A good take on the Irish border situation.
Here is the big intellectual problem underlying a lot of what we're hearing from the UK today. It seems that a lot of people there assume that an absence of borders is the natural state of affairs & that borders are a weird aberration. The assumption is false.
As a cursory glance around the world will confirm borders are the natural state of affairs. Their absence is the aberration. You basically only have sovereign states coexisting without borders within the EU and that is because getting rid of them was the EU's great project.
The EU got rid of borders by having its member states share enough sovereignty that borders were no longer required, since those countries shared the same external trade policy, VAT regime and rules regarding product standards.

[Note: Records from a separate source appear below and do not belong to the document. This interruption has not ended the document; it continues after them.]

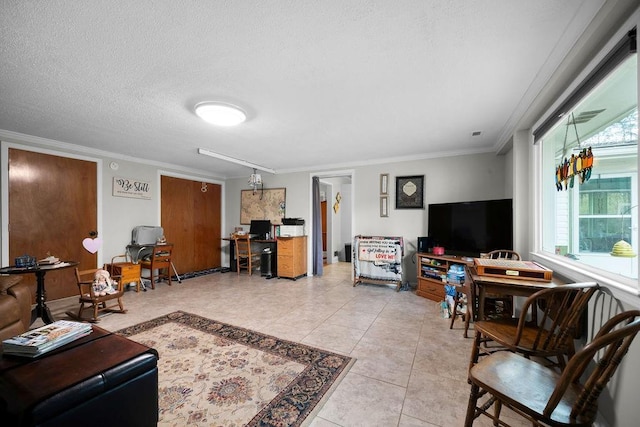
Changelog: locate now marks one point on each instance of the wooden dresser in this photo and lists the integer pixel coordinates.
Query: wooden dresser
(292, 257)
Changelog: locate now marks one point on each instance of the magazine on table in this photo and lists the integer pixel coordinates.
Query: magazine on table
(45, 338)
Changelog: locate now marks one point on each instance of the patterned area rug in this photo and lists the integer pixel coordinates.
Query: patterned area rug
(215, 374)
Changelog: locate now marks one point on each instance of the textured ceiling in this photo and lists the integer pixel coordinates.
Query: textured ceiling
(329, 83)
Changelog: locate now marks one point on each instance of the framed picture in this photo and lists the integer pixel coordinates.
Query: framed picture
(263, 204)
(384, 184)
(410, 192)
(384, 206)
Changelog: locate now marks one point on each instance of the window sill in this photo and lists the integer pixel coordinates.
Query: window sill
(624, 289)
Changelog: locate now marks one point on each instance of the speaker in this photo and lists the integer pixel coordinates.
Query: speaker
(424, 244)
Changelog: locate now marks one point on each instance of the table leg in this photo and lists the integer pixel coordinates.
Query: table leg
(41, 310)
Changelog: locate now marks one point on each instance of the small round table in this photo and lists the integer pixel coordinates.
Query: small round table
(40, 310)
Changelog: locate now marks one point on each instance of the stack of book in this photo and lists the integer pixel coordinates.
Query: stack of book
(41, 340)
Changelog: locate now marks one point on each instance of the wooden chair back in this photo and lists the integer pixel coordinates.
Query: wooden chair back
(610, 344)
(548, 397)
(90, 300)
(244, 257)
(158, 264)
(545, 329)
(559, 311)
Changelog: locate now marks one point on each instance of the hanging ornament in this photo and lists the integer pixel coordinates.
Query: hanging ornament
(579, 165)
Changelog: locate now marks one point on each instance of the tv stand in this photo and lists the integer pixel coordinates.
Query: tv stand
(431, 270)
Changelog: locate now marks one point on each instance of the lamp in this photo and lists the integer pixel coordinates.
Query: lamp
(220, 114)
(622, 248)
(255, 180)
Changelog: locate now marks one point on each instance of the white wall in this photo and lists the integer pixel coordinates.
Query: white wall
(451, 179)
(117, 216)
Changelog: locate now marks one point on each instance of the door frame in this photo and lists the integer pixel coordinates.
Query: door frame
(4, 187)
(325, 175)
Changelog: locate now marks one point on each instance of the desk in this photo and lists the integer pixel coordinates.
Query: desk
(137, 251)
(272, 243)
(481, 285)
(40, 310)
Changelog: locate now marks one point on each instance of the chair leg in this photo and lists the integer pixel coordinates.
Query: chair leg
(471, 406)
(467, 320)
(497, 407)
(475, 349)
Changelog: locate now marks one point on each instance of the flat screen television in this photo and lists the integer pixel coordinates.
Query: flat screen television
(470, 228)
(259, 228)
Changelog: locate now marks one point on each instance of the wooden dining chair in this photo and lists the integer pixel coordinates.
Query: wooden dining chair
(500, 305)
(546, 335)
(245, 259)
(542, 395)
(158, 264)
(89, 299)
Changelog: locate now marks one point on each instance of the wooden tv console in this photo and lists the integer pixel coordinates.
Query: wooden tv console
(432, 273)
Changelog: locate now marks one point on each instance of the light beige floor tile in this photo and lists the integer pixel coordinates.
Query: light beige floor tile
(410, 368)
(362, 401)
(335, 338)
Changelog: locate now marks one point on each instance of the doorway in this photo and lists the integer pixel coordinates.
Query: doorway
(336, 215)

This is the only way that borders have been eliminated anywhere. It is a stunning achievement. It has been so successful that many Europeans today have forgotten the days when we had borders and may even assume that you never need them. Many Europeans including fervent Brexiteers
And so they argue that the UK can do whatever it wants on trade and regulation without this having implications for borders. That the UK will never introduce a border with Ireland. That if UK decisions lead to borders, this will be because the EU 'chooses' to 'reintroduce' them.
These claims might be valid if we lived in a world where the absence of borders was the natural state of affairs. Since we don't live in such a world the claims are a logical nonsense and will remain so until someone finds an alternative to the EU's border-busting recipe (CU+SM).
And there is no sign that anyone has done so yet, or will do any time soon, given that we also live in a world in which legitimate traders and taxpayers quite reasonably won't accept being ripped off by criminals illegally smuggling goods across frontiers.
(Law and order, the ability to finance public expenditure, and basic fairness tend to matter to people. The Tories need to remember this when discussing issues relating to borders with people from the rest of Europe.)
If you get rid of the arrangements that allowed borders to be removed in the first place then they will return as an automatic consequence of your decisions. Yours and no-one else's. It really is as simple as that.
However, none of this will stop many in the UK from claiming that the backstop is not required to avoid a hard border, that in a no deal scenario you wouldn't need one anyway, that if there are checks on UK goods at Calais this will constitute 'punishment', etc etc.
And while many making such claims are just being dishonest there are probably others who are genuinely confused. And one reason for that is that they've so internalised the EU's greatest success that they assume that it is the natural state of affairs.
Which is wrong and also a bit ironic.